A tort ou à raison, cet épisode de 2004 marque un tournant pour la Grèce : dès lors, sa crédibilité est entamée. Le pays deviendra un objet de défiance pour les investisseurs et la cible des spéculateurs. Mais qui est le plus coupable ? La Grèce, qui a truqué ses chiffres, où l’UE, qui n’a rien vu et n’a puni personne ? Comme le remarque Didier Reynders, ministre des finances belge et ancien président de l’Eurogroupe, « la crédibilité est ébranlée à plusieurs niveaux : tant à celui du gouvernement grec qu’à celui de l’UE et de la zone euro qui n’ont pas vérifié les chiffres ». Un haut diplomate français renchérit : « La Commission européenne doit jouer un rôle de gardien et d’alerte. Barroso n’a pas été aussi vigilant qu’il aurait dû l’être. »

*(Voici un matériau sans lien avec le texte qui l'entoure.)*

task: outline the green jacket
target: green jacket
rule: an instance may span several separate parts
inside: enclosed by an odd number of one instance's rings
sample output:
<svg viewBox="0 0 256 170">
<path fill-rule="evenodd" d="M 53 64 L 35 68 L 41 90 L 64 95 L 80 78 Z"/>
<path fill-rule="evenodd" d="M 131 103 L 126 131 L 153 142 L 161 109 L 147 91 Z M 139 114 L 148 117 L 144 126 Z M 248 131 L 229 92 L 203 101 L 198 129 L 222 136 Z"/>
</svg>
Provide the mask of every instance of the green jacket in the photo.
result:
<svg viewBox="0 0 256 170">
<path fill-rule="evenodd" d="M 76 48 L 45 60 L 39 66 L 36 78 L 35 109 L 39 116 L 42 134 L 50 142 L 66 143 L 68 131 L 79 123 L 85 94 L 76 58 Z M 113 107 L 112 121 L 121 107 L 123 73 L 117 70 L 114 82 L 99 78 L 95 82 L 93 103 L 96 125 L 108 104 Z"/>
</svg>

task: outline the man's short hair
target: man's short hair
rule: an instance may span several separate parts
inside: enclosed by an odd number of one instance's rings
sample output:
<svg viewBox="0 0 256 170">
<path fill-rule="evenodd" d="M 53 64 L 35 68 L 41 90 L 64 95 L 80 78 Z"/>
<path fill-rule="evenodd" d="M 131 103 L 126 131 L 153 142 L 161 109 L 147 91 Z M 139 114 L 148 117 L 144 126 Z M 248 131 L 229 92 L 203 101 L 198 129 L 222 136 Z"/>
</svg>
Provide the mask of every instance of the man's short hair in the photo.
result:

C’est le péché originel de l’UE et de la zone euro : un système de confiance mutuelle, sans garde-fou, sans instances de surveillance, sans l’autorité d’arbitre dont bénéficie le Fonds monétaire international (FMI) pour remettre au carré la comptabilité des pays.
Mais les Européens accepteraient-ils de se doter d’une telle instance qui vienne se mêler de leurs affaires statistiques ? L’interventionnisme n’est pas tout à fait du goût de cette vieille maison, l’Union européenne, où l’on aime tant les petits arrangements entre amis.